Jonathan Roberge: We have that with the series Papa. For me, I’ve been trying to approach brands since Fiston. We arrived with the numbers, with the target audience. It’s boys aged 18 to 26, it’s the girls aged 26 to 34 who watch my series. We really had all the numbers, and it interested no one up until this year. I find this really recent in Quebec. Yes, we’re a little behind on this. It’s like us with Papa, it’s Boris, it’s the beer Boris, that went, “Hey, we really see the potential. Let’s go, we’re doing this, here’s x amount.” It was far from being $2 million, but I’m working on it… $2 million would be a lot of fun for my series.
Anne-Marie Withenshaw: Do you feel that the people… either your broadcaster or Boris, see positive returns?
Jonathan Roberge: Yes.
Anne-Marie Withenshaw: For example, I’ll take the example of the tampons. Once it was known that it was the Kotex company that financed the series and that it was only supposed to be one season, well people started to mass tweet and Instagram Kotex to get it to finance the second season because they were so hooked. Kotex started seeing 10 million likes per tweet simply because the fans were so avid. Are you…
Jonathan Roberge: We felt that, not on my series, but on an ad I am doing. You know the ads “Mise-o-Jeu” with Dominic Paquet, Jean-Thomas Aubin and Adib Alkhalidey? I’m producing one part, Ricardo Trogi is doing one part and I’m doing the other. I’m in charge of anything that’s Internet. They left it in my hands, and for them, the clients, just to show you how they still don’t know how the Internet works even today, I was in an office and they were asking me: “How long will we be on air, Jonathan?” It will be forever. They were saying, “Do you think we can get 100,000 views?” Yes, of course. And in the following month and a half, I think it was something like $2 million for Paris Sportif that was made through the app.
Anne-Marie Withenshaw: Wow.
Jonathan Roberge: You know, let’s say while you were watching the series you could click on the picture and then it would bring you to the contests, the pools, the bets, the whole thing. They had made over $2 million on that and it had cost nothing to finance that. The virality will pay off. It’s just that while everyone is recommending a blockbuster, there’s no recipe, as we were saying earlier. There are periodic themes. I spoke a lot about this topic today because I followed that wave by instinct, but also because I was among the people doing the creating. To do a Flashmob, we were the first in Quebec to do it. It hadn’t been done, and then UQAM did some. Everyone does them. It went viral. But you feel it. You feel these things. Another example, GoPro videos, you’ll remember, not even a year ago, you’d see someone on a motorcycle going down and flying off a mountain, hanging onto an eagle pretty much, all filmed with the GoPro. Everyone would freak. Now, it’s another GoPro video or another drone image. A certain amount of time goes by and you just have to… and now, I can feel that ads are going to jump on [the trend] soon. I can feel the advertising world… in part like Brad when he joined us for the RAMQ, they saw the benefits right away. We had 10,000 subscriptions in a day. They were freaking out.
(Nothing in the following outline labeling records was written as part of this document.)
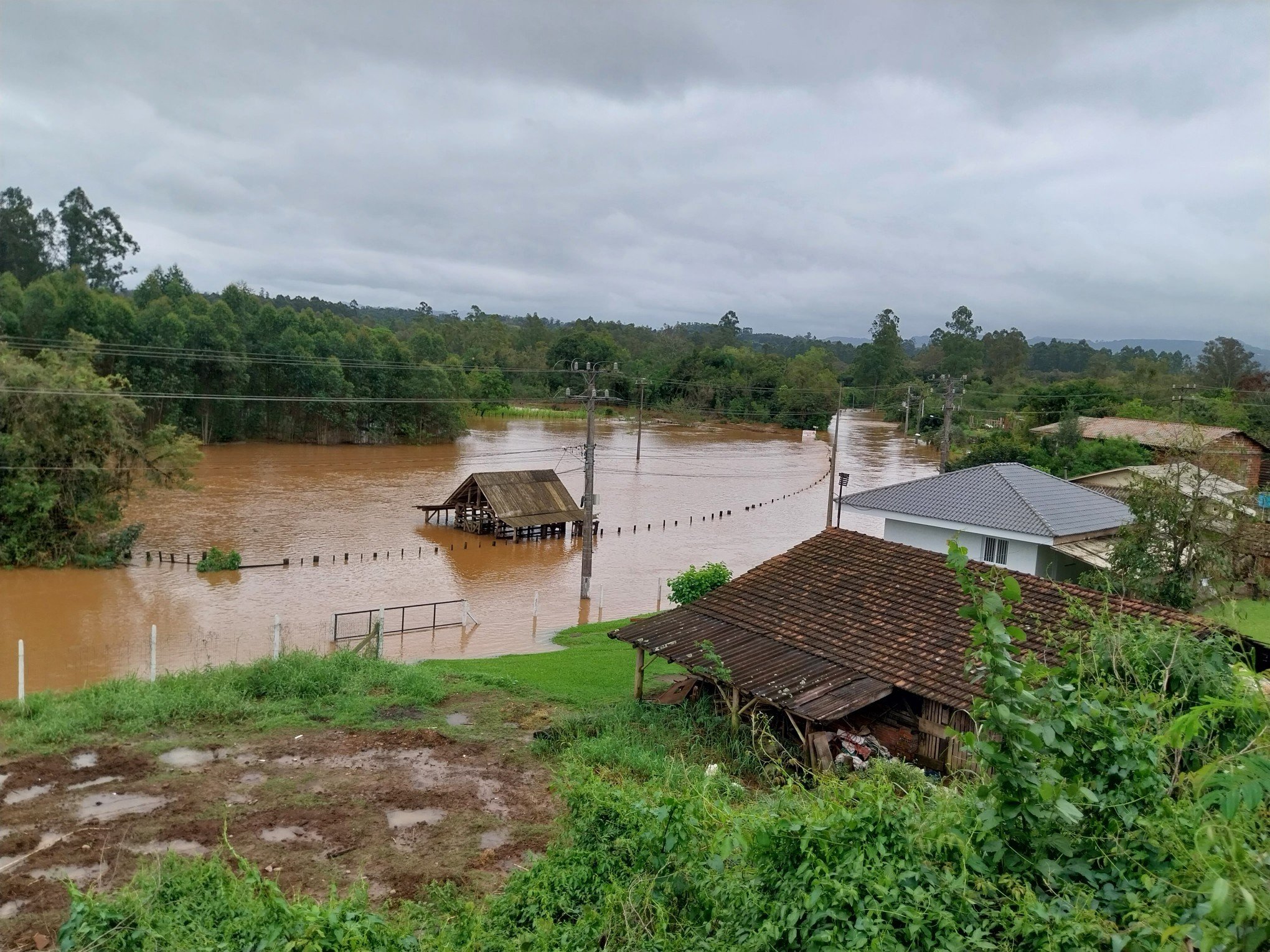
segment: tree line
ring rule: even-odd
[[[1193,364],[1180,352],[1031,345],[1017,327],[984,331],[966,306],[918,347],[889,308],[874,319],[870,339],[852,345],[754,333],[735,311],[716,322],[649,327],[478,305],[436,311],[425,301],[371,307],[243,284],[207,293],[175,264],[126,291],[126,259],[136,250],[118,216],[95,208],[83,189],[56,213],[5,189],[0,331],[24,353],[61,347],[71,331],[94,338],[100,373],[156,395],[140,397],[147,425],[204,442],[451,439],[465,413],[559,400],[575,383],[559,368],[574,359],[618,363],[606,382],[618,405],[643,391],[645,405],[664,413],[796,428],[827,425],[845,387],[848,406],[874,406],[897,421],[916,416],[914,428],[930,432],[942,423],[940,378],[951,377],[954,456],[988,438],[999,443],[1002,433],[1022,447],[1002,452],[1030,452],[1027,425],[1074,414],[1270,432],[1267,374],[1224,336]]]

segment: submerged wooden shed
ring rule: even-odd
[[[441,503],[417,505],[424,522],[450,519],[455,528],[498,538],[563,536],[582,529],[585,513],[555,470],[474,472]]]

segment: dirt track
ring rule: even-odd
[[[203,854],[222,836],[288,894],[325,896],[358,877],[372,897],[413,897],[437,880],[497,889],[544,848],[555,815],[527,740],[401,726],[0,764],[0,948],[56,935],[65,880],[110,889],[147,856]]]

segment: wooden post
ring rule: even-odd
[[[833,448],[829,451],[829,505],[824,513],[824,528],[833,526],[833,470],[838,465],[838,430],[842,429],[842,385],[838,385],[838,404],[833,409]],[[759,503],[762,505],[762,503]]]
[[[639,645],[635,646],[635,699],[644,699],[644,649]]]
Anne-Marie Withenshaw: Excellent. Anything to add?
Jonathan Roberge: She was looking at my butt again.
Anne-Marie Withenshaw: Christiane, and Jonathan, thank you so much.
Jonathan Roberge: My pleasure.
Anne-Marie Withenshaw: Excellent. I feel a little association coming. A future romance, you never know.
Christiane Asselin: It’s not because we didn’t try.
Anne-Marie Withenshaw: Thank you very much to everyone. It’s the end of the last day! It’s the end of the last day! So we’ll see each other in close to two hours for the social and it’s happening at the Burroughes, which isn’t too far from here, and if not, we’ll see each other tomorrow. Thanks so much to everyone.
Jonathan Roberge: Thank you for your attention. It was fun.